Any hiccups getting into LEED so late?We had a few stressful moments. O’Brien & Company had to submit a CIR for the paper-faced drywall already installed for the tub enclosure. They determined the drywall could meet the performance requirements, especially since we had the contractor apply a primer to the board. But probably the most challenging aspect of implementing LEED so late in the game was our needing to solicit signatures for accountability forms from consultants who had been off the project for quite some time. We got it done, but it was daunting.
How did your contractor feel about the added LEED performance requirements? Our contractor Walsh Construction was pretty enthusiastic about it. They saw it as an opportunity to learn advanced sealing techniques and committed to implementing them on all of their projects as a matter of practice.
Besides LEED performance, what else about the project meshes with the goal of sustainability? Social equity is an important aspect of sustainability. For the owner, above all else was the desire to create an autonomous, independent living situation for the residents, while fostering interaction between them and staff. The lobbies and central staircases were designed to force circulation past the case workers’ office. Yet, the studios are totally self-sufficient. The backyard was deliberately set aside for vegetable gardens maintained by the tenants. So it’s a nice mix of community and privacy.

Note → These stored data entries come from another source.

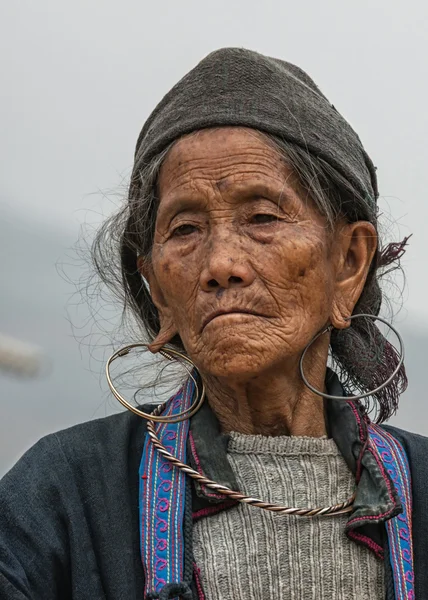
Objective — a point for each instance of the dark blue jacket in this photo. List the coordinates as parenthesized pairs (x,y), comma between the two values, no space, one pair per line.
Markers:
(69,508)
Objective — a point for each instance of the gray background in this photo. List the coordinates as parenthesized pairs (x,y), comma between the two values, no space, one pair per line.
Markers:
(78,79)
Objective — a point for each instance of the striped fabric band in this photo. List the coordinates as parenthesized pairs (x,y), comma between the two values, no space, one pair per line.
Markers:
(161,500)
(394,459)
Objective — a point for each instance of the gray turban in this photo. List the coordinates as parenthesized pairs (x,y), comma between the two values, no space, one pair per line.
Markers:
(234,86)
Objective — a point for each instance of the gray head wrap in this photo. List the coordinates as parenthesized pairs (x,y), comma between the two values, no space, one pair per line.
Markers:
(234,86)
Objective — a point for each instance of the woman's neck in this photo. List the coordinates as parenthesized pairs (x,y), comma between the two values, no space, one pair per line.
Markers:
(273,403)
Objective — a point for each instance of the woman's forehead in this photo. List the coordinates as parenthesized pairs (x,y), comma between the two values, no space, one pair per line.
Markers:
(221,155)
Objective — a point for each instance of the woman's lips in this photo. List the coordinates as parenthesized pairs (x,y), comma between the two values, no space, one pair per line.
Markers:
(234,311)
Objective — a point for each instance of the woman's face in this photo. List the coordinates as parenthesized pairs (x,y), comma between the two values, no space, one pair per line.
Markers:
(243,267)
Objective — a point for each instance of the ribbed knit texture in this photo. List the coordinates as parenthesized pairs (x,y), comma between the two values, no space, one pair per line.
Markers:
(249,553)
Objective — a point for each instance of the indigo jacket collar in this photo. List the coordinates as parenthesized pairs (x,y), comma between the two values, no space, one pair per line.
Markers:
(376,499)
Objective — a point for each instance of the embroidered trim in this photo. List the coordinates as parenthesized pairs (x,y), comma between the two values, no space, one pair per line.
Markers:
(392,455)
(162,500)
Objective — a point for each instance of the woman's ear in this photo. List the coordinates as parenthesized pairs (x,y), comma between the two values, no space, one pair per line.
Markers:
(356,247)
(168,329)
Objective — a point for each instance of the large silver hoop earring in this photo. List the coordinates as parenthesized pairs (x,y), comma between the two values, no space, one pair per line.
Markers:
(170,354)
(359,396)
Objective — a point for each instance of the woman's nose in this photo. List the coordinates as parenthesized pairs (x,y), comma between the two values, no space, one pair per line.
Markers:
(226,268)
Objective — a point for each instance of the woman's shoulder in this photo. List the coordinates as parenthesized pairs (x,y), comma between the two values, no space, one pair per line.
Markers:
(91,449)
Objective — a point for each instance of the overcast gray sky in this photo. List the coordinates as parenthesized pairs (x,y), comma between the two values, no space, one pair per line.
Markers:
(78,79)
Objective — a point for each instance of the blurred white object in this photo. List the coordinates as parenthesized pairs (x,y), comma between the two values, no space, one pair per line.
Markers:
(20,358)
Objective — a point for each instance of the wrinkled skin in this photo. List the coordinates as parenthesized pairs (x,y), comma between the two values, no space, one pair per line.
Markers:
(236,233)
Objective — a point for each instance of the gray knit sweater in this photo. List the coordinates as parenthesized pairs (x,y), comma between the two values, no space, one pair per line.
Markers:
(248,553)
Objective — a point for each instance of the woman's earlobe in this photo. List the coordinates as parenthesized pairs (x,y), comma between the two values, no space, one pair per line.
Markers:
(339,315)
(167,332)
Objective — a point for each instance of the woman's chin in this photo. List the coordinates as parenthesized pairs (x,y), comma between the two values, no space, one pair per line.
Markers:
(239,360)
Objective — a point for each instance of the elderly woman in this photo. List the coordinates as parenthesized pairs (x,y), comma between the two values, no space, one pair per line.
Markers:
(248,250)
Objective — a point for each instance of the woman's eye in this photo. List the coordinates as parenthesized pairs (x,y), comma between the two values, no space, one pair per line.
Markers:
(262,218)
(183,230)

You mentioned community. How do the neighbors feel about the project?Well actually the project addressed a safety problem the neighborhood was dealing with. The zoning called for the long side facing E-W (perpendicular to the street). This was terrible orientation for passive heating and cooling (as well as daylighting). The site’s original configuration also made for a pass-through for “hooligans.” Turning the building, so the long side now faced SW (with the front facing S), helped provide a buffer against such straying and entirely changed the building’s energy performance potential for the better. It was definitely a win-win and a no-brainer getting through to the city. This configuration also made more space for the tenant’s backyard garden.
Looking back, how do you feel about the project now? I am very happy with it. In fact, I’m finding it difficult to leave it behind! The landscaping budget was pretty tiny. So for a while it was a very fancy building sitting in a bunch of mulch. I’ve been involved with a series of volunteer landscaping projects for the front yard. And now that the Seattle Department of Transportation has started allowing it, I’m hoping we can do something fun with the parking strip. It gets great light all year round.
Christina Bollo designs environmentally and socially sustainable homes for homeless people and people with special needs. She received a Master of Architecture degree from the University of Oregon and is a registered architect in Washington State. She is the chair of the Seattle Pedestrian Advisory Board and a member of the national board of Architects/ Designers/ Planners for Social Responsibility.